Last night before I went to bed I remembered that I hadn’t opened the day’s mail. Yesterday had been a peaceful and nice day for me, even though I had to clean the snow on the car and drive through freezing rain at night to pick up my daughter. There was a letter from the government and when I started reading I stopped at my status and couldn’t continue.
Widowed! Now I have used that word before and use it every time someone asks me about my marital status. But coming from someone else it was just so disturbing. I went to bed feeling and thinking:
“I’m not brave any more darling. I’m all broken. They’ve broken me.” Ernest Hemingway
I try to be strong, I try to move on, I want to move on. The old saying ‘that which doesn’t break you makes you stronger’ resonates in my mind, inside of me.

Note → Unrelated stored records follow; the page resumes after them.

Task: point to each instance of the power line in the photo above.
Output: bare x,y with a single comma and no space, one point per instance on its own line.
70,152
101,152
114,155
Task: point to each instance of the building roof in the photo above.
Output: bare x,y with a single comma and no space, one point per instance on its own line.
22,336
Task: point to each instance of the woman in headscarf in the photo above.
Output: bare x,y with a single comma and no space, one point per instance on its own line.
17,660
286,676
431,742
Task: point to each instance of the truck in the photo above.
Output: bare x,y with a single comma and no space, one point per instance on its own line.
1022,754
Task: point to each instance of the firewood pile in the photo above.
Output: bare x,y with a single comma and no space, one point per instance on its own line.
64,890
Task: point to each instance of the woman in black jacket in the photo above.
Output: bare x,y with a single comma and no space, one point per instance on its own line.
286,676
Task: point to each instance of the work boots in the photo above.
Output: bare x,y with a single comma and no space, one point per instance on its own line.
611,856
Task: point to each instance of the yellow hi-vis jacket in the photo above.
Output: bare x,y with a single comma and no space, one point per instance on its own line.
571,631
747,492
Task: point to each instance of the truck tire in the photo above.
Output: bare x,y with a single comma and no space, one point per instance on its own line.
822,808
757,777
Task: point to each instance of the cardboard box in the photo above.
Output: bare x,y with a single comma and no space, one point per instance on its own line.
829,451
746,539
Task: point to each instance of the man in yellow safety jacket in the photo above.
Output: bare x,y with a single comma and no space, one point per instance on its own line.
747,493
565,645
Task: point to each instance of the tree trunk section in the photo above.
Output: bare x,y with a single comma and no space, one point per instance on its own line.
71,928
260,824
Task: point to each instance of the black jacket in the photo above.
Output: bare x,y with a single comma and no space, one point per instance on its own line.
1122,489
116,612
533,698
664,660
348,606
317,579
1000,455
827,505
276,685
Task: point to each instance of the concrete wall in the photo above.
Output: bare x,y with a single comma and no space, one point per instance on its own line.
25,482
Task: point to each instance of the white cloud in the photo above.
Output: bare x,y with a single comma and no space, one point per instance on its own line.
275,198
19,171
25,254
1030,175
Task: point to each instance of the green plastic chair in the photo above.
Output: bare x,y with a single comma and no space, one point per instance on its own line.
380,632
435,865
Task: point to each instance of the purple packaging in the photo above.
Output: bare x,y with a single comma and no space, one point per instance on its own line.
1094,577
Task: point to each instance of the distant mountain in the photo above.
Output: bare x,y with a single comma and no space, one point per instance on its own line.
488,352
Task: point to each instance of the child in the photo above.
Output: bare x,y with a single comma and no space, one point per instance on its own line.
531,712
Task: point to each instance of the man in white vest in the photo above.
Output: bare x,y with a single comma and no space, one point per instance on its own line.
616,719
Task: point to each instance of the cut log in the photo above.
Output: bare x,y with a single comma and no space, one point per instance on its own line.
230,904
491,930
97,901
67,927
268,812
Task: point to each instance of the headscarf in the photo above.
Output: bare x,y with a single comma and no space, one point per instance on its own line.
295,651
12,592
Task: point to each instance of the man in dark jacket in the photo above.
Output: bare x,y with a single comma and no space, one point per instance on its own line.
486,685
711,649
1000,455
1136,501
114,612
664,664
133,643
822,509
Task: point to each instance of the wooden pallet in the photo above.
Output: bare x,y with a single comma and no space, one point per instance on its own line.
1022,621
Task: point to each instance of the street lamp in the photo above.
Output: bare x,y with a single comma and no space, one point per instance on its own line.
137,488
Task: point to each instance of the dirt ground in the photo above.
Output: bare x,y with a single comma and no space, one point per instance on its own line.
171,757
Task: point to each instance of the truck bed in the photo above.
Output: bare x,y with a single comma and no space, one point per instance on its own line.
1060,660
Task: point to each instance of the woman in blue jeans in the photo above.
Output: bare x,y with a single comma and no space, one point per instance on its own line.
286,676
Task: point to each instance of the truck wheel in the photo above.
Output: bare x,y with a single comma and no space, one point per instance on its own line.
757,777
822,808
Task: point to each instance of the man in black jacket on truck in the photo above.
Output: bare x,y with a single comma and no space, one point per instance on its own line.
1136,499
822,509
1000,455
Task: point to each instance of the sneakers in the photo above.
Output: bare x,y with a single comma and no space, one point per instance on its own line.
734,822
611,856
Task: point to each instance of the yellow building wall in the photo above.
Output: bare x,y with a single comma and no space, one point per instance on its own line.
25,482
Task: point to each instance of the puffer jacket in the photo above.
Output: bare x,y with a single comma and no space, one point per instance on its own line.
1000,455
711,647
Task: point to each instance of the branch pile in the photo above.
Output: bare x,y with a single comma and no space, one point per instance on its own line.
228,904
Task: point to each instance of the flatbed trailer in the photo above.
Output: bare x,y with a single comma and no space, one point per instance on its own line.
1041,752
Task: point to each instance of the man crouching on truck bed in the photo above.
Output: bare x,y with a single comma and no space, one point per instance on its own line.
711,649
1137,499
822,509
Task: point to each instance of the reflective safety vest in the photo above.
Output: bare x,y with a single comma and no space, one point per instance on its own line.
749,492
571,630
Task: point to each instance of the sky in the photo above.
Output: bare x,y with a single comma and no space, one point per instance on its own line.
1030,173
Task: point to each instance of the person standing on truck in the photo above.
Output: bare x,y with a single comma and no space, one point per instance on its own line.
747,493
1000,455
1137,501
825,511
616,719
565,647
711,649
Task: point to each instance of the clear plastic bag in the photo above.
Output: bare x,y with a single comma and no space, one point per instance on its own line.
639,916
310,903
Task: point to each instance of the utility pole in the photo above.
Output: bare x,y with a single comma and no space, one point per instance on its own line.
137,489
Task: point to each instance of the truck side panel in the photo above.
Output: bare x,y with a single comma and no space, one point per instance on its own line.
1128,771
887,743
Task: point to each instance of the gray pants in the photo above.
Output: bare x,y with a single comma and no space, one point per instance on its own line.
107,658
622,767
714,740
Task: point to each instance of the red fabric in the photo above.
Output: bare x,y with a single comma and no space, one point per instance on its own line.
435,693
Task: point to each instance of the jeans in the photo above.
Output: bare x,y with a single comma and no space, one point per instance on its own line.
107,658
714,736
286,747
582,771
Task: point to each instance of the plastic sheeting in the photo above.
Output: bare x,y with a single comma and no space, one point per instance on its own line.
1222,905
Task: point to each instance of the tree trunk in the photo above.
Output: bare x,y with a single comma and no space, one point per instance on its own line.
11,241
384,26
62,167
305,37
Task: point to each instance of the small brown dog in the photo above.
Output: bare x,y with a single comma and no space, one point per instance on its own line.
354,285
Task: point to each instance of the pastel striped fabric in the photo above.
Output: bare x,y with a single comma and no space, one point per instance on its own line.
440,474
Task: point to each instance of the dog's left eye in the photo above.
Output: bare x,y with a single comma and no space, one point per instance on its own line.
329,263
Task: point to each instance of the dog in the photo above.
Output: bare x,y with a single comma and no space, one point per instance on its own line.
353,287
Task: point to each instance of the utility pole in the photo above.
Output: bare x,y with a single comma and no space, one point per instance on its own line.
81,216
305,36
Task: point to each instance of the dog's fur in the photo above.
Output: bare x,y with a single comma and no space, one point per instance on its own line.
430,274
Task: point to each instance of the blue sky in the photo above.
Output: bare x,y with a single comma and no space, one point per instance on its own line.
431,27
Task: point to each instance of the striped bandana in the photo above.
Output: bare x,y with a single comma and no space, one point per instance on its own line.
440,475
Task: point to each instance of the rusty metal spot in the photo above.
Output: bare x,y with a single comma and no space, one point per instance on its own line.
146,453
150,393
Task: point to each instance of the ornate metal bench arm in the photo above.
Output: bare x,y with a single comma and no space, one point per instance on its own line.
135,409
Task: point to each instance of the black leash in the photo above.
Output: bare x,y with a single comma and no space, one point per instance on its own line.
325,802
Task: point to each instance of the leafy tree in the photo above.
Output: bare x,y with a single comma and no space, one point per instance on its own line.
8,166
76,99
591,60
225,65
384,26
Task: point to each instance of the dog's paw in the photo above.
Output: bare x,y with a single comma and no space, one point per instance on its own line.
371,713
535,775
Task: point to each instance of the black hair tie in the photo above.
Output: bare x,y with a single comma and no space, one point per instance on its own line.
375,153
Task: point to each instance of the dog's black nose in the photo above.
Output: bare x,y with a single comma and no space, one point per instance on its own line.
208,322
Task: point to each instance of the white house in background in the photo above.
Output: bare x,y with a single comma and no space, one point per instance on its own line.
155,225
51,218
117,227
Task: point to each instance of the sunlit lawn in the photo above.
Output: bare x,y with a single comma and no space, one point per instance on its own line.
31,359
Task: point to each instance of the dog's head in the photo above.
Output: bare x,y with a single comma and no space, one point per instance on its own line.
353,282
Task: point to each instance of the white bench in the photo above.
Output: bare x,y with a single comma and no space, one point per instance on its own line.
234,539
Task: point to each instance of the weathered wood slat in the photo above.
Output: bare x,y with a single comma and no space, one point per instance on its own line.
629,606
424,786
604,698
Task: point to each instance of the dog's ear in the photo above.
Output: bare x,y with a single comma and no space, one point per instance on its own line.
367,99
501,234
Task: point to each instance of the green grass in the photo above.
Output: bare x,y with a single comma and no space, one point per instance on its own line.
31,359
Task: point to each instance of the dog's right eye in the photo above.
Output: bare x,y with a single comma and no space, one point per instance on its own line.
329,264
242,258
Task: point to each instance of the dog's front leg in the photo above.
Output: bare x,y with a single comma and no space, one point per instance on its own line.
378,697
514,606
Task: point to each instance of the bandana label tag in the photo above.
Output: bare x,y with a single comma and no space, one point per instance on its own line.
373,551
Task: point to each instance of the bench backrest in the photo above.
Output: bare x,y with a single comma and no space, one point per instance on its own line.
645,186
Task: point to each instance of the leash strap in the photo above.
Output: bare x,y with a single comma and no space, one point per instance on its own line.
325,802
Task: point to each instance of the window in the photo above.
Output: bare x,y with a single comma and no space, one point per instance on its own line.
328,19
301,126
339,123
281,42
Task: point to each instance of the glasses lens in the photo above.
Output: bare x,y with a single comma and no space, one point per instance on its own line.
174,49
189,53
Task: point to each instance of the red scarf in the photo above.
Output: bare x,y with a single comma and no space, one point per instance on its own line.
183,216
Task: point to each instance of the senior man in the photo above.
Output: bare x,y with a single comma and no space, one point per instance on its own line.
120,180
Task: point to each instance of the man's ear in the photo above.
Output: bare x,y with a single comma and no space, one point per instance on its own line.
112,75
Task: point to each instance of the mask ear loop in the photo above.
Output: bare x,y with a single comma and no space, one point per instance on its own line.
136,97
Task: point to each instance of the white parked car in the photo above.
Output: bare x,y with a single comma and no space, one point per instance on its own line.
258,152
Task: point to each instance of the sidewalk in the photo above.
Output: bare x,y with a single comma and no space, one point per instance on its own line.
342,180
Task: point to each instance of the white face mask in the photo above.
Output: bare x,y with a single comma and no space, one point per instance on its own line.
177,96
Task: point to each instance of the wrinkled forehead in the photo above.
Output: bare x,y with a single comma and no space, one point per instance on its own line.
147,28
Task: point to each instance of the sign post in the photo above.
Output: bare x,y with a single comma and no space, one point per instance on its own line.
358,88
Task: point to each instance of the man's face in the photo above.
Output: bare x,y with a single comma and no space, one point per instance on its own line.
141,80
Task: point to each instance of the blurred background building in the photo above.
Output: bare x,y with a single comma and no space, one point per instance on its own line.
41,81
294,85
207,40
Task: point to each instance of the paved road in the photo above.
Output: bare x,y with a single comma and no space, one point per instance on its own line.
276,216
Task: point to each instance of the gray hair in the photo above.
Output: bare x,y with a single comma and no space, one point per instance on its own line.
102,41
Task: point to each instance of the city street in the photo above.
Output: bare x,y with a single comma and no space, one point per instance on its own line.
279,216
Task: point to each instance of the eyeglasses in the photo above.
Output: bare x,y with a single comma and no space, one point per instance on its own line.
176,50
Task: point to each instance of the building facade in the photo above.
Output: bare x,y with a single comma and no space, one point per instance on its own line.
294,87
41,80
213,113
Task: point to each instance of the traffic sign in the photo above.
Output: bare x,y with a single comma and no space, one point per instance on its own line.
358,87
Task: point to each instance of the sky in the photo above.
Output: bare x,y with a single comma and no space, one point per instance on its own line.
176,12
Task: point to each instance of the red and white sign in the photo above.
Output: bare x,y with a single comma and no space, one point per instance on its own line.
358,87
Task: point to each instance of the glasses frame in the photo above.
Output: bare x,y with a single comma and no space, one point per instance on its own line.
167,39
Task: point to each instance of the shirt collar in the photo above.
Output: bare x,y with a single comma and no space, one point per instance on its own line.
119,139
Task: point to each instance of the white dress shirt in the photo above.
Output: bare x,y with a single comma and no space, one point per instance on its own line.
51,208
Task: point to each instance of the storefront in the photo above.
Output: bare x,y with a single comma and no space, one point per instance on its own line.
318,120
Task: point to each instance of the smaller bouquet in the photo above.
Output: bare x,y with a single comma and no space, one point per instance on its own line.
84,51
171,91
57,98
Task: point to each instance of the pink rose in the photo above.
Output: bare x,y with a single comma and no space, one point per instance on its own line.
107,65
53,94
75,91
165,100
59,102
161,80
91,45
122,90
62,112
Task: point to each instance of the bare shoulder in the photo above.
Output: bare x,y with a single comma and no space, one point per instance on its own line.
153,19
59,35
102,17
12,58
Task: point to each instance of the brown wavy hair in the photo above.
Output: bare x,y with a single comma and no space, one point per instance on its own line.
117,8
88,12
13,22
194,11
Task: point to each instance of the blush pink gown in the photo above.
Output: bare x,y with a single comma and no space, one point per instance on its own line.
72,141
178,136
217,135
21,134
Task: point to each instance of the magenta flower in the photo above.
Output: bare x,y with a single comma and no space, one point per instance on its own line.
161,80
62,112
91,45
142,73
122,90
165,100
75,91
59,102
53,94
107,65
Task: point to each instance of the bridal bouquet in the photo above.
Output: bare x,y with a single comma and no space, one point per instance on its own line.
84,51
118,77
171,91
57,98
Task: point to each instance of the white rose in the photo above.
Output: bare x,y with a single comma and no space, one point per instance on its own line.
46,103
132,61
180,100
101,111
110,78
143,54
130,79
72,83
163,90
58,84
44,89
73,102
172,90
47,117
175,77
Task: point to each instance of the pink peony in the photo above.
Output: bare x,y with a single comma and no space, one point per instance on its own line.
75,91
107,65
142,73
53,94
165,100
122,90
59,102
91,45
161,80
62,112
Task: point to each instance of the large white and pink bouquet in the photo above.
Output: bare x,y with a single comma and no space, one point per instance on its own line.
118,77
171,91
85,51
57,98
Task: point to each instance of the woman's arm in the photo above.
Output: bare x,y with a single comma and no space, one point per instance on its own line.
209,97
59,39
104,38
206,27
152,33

But last night as I put my head on my pillow I kept thinking of all the things I wanted to do and say but didn’t have the chance to. I know and I honestly believe that when someone is in your heart, they’re never truly gone. You can feel their presence at times and when you least expect it. But you still wish that somehow you can hear their voice, and that they too can hear what you want to tell them, because so much has happened ever since. But you know for as long as you live you’ll carry that wish with you. In the words of Mitch Albom:
“Have you ever lost someone you love and wanted one more conversation, one more chance to make up for the time when you thought they would be here forever? If so, then you know you can go your whole life collecting days, and none will outweigh the one you wish you had back.”